Special Term concluded that there was no actionable negligence against either of the defendants. The court further determined that there were no allegations of negligence as to any defects in the wall or faulty construction thereof and that infant plaintiff at best” was a licensee but if it should be determined that he was an invitee “ reasonable care only is required” and there is no proof of any structural defect or active negligence on the part of the defendants ”. The authorities relied upon by Special Term are precedents for setting aside verdicts and dismissing the complaints after a plenary trial.

If there is a factual issue, summary judgment should be denied. (Di Sabato v. Soffes, 9 A D 2d 297; Eagle v. Janoff, 12 A D 2d 638; Cooper v. Greyhound Bus Corp., 13 A D 2d 173; Stearns v. City of Poughkeepsie, 19 A D 2d 901.) From this record, it may not be concluded as a matter of law that actionable negligence did not exist which is what is required if summary judgment is to be granted.

The limited testimony of the infant plaintiff on the examination before trial is not sufficient to foreclose a factual issue regarding the happening of the accident, or to determine his status as a licensee or invitee.

Whether the defendant Rotterdam or the defendant Gordon, or both, constructed, owned, maintained or controlled the retaining wall is a question of fact.

Whether the defendants had knowledge that children congregated and played on the retaining wall is a question of fact.

WTiether the defendants permitted children to congregate and play on the retaining wall is a question of fact.

Whether the defendants failed to stop children from playing on the retaining wall is a question of fact.

Whether the retaining wall as constructed was improper and as such constituted a dangerous condition, in that there appeared to be a substantial drop to Gordon’s property, is a question of fact.

Whether the retaining wall was improperly constructed in that it did not have a railing across its top is a question of fact.

*390Whether the defendants had knowledge of the said dangerous condition of the retaining wall is a question of fact.

Whether the defendants failed to properly improve said dangerous condition is a question of fact.

Whether the act of the infant plaintiff was contributory negligence must be determined, his age, intelligence, experience and the circumstances of the accident must be taken into consideration.
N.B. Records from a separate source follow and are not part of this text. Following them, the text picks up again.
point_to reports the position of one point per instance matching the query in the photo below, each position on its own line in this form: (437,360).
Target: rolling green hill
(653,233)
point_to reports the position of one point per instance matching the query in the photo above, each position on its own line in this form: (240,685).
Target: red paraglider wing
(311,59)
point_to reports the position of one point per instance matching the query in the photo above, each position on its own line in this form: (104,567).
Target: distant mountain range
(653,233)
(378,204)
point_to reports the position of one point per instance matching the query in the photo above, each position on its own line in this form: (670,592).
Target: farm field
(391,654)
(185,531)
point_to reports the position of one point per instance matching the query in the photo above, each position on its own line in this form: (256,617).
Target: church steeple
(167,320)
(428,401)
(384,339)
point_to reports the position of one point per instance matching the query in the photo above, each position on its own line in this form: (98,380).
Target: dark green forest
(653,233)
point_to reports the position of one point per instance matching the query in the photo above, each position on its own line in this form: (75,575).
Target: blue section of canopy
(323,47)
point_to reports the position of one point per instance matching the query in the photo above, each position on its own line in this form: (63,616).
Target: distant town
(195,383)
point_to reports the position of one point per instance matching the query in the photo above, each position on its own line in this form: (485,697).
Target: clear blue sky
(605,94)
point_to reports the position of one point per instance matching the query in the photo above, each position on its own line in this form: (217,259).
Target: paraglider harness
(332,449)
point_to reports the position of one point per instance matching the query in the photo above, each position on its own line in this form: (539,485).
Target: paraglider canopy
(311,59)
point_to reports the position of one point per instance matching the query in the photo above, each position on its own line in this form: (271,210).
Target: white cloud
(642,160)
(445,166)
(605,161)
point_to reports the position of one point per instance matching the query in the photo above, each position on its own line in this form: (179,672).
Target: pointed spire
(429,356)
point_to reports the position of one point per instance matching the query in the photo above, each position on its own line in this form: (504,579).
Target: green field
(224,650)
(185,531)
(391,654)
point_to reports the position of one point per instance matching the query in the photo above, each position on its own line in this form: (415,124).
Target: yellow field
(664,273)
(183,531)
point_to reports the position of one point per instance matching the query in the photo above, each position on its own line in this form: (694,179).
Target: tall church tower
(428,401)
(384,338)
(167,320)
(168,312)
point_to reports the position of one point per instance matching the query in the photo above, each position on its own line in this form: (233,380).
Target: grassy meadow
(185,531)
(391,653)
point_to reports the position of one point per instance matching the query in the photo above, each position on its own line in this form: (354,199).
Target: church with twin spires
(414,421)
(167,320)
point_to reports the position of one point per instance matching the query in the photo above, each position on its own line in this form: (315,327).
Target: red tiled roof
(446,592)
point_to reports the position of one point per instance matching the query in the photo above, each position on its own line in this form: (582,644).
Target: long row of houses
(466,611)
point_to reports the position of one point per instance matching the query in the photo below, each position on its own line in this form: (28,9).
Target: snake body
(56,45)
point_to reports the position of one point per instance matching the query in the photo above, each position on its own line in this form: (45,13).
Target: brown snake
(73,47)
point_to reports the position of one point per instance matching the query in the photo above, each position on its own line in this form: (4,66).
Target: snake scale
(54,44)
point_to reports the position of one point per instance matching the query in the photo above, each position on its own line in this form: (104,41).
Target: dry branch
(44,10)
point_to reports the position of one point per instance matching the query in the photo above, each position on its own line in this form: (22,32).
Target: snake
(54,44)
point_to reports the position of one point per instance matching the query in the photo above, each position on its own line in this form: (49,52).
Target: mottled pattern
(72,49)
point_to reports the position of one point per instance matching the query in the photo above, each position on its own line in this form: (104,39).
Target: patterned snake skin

We infer that prior to building the retaining wall there had been a gradual slope from the defendant Rotterdam’s property to the defendant Gordon’s property and that the construction of the wall substantially changed the contour of the land.

These queries, and there may be others, raise possible issues of fact as to the negligence of the defendants and show ‘1 facts sufficient to require a trial ”. (CPLR 3212, subd. [b].)

In the affidavit of defendant Rotterdam it was stated ‘1 that on the argument of the motion, a photograph or photographs, fairly and accurately depicting and portraying the wall in question, will be made available, and it will be seen therefrom that a perfectly good and solid and safe wall separated the real property of the respective defendants”. We note that there are no photographs before the court on this appeal.

The pleadings and affidavits of the movant parties demonstrate the existence of arguable issues which preclude granting summary judgment.

The cause of action, as alleged in the complaint, would appear to be governed by Mayer v. Temple Props. (307 N. Y. 559); Levine v. City of New York (309 N. Y. 88) and Soto v. City of New York (9 N Y 2d 683).

Judgment and order should be reversed on the law and the facts and the motions denied.